= Stamatis Merkouris =

Greek politician (1895–1967)

Stamatis Merkouris (Greek: Σταμάτης Μερκούρης; 1895–1967) was a Greek Army officer and politician, who served as an MP and a Cabinet Minister. A member of the prominent Merkouris family, he was the son of Spyridon Mercouris, long-serving Mayor of Athens in the early 20th century, and the younger brother of George Mercouris, far-right politician and Cabinet Minister. In contrast to his conservative father and brother, Stamatis would end up becoming a Member of Parliament for the Left; his daughter was the famous actress Melina Mercouri, Minister of Culture in the socialist government of Andreas Papandreou.

==Biography==

Stamatis Merkouris was born in Athens in 1895, son of Spyridon Mercouris and younger brother of George Mercouris. He graduated from the Hellenic Military Academy as a second lieutenant of Cavalry, and fought in World War I in 1917-18 and the Greco-Turkish War in 1919-22. The Mercouri were an Arvanite family.

He then left the Army and entered politics, taking part in the creation of the People's Party, Greece's main center-right political force at the time. Merkouris later left the People's Party and joined the National Radical Party, founded by the former General Georgios Kondylis. From 1929 until 1932, Stamatis Merkouris served as General Director of the Athens city government, under his father Spyridon Mercouris, who was then serving his last term as Mayor of Athens.

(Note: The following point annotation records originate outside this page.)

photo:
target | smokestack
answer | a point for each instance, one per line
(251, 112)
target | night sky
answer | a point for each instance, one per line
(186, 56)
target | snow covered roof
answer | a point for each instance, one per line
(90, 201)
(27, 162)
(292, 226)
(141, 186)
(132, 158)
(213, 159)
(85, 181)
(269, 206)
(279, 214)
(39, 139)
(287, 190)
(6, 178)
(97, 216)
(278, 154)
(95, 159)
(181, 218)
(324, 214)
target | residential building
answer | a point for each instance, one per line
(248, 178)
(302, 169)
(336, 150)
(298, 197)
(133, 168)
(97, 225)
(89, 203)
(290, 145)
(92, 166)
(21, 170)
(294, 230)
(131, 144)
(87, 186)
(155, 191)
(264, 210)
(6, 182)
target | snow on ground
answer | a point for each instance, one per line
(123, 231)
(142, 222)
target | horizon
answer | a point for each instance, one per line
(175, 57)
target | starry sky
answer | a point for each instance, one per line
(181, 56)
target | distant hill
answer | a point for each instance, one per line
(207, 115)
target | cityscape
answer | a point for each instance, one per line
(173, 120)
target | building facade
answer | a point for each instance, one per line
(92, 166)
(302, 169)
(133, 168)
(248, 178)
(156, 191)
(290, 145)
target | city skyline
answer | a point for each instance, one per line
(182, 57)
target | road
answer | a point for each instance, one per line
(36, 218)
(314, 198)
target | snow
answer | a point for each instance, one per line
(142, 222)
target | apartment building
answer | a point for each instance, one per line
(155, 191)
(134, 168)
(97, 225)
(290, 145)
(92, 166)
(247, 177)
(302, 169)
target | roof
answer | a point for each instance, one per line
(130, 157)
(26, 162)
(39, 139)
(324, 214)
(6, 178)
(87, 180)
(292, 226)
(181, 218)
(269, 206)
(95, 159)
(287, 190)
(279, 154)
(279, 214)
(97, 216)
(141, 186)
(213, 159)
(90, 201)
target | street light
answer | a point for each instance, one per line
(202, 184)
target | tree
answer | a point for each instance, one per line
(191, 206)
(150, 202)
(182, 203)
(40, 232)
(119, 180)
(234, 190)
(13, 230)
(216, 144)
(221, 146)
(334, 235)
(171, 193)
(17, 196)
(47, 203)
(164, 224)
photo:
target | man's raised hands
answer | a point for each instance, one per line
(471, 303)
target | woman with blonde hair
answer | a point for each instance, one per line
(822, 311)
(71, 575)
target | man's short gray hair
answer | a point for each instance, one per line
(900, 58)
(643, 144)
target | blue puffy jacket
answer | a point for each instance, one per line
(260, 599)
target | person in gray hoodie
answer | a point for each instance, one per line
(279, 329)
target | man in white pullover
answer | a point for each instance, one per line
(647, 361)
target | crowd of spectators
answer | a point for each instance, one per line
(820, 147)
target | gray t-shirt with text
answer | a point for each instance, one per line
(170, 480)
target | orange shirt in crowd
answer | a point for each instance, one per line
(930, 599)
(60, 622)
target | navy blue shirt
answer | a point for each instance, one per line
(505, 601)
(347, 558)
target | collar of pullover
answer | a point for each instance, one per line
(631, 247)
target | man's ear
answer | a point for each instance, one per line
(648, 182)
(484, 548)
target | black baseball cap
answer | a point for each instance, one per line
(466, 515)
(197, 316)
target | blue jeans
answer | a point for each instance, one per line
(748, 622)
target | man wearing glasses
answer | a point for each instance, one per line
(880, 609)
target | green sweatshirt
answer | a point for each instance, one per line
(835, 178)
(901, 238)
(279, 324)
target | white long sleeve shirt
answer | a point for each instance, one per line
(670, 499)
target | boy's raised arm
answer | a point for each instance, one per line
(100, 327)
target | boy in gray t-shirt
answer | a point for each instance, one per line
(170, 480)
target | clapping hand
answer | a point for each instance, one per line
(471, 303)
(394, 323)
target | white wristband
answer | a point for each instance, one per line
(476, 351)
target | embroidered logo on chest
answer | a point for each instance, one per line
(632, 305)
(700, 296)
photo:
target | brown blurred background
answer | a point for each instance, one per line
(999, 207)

In 1935 he served as Undersecretary to the Prime Minister's Office, during Kondylis's brief premiership. During World War II, and after the Nazis had occupied Greece, he founded a resistance organization, the Rizospastiki Organosis (literally "Radical Organization") which, though small in size, helped many Greek officers and soldiers escape to the Middle East, where they joined the Allied war effort.

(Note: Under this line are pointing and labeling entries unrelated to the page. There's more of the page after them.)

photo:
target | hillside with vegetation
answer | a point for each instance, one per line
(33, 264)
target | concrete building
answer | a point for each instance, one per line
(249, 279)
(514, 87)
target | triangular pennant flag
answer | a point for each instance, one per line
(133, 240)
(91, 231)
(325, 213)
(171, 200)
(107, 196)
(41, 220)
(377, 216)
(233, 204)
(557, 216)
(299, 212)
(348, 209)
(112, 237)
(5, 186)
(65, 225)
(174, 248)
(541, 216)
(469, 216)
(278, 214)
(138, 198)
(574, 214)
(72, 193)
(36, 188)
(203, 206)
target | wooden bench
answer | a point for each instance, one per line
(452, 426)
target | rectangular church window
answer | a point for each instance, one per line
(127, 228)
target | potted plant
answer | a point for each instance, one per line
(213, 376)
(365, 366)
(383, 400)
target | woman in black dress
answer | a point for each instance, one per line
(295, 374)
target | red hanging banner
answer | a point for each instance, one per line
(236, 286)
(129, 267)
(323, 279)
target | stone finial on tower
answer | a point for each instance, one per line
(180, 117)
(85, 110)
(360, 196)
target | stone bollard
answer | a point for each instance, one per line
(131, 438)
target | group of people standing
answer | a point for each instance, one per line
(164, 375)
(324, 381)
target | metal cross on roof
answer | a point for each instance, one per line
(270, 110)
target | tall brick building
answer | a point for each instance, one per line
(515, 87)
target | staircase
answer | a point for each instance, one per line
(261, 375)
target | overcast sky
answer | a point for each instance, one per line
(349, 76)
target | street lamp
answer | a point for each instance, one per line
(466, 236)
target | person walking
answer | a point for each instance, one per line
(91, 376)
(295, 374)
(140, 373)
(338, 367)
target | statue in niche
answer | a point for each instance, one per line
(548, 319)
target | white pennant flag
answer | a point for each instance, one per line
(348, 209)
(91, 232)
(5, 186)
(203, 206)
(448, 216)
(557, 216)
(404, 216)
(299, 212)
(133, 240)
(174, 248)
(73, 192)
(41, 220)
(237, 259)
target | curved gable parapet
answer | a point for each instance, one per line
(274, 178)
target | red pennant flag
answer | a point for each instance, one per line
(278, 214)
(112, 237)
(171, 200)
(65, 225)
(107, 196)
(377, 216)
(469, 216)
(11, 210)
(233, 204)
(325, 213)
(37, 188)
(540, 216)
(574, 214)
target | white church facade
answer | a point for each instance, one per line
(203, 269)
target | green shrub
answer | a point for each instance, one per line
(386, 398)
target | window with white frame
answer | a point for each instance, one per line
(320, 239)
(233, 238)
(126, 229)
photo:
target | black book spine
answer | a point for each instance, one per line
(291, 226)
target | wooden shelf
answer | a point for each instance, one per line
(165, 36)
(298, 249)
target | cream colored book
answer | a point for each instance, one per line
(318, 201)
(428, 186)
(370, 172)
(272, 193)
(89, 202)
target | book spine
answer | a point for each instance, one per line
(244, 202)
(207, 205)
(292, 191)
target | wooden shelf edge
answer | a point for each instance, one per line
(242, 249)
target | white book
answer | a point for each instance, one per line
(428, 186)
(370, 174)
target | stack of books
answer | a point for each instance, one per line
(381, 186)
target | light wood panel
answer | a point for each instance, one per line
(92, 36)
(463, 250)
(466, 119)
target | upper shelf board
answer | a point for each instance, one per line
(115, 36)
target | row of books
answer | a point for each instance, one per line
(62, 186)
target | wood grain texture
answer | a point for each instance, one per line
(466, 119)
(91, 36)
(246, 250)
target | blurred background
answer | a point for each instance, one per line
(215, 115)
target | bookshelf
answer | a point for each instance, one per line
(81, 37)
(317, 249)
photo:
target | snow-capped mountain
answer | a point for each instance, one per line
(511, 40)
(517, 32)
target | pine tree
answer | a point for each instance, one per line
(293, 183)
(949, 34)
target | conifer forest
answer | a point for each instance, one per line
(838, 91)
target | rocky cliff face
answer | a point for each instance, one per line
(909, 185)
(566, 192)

After the liberation of Greece from the Nazis in 1944, Merkouris resumed his political career and became a government Minister, serving as Minister of Public Order (1945 - 1946), and Minister of Public Works (1946). He founded his own party, the Democratic Progressive Party which was eventually disbanded, and later he ended up collaborating with the Greek United Democratic Left, serving as a Member of Parliament for them representing Athens, from 1958 until 1961, and from 1963 until his death in 1967.

==Personal life==
His daughter was actress and political activist Melina Mercouri, Minister of Culture in the socialist government of Andreas Papandreou.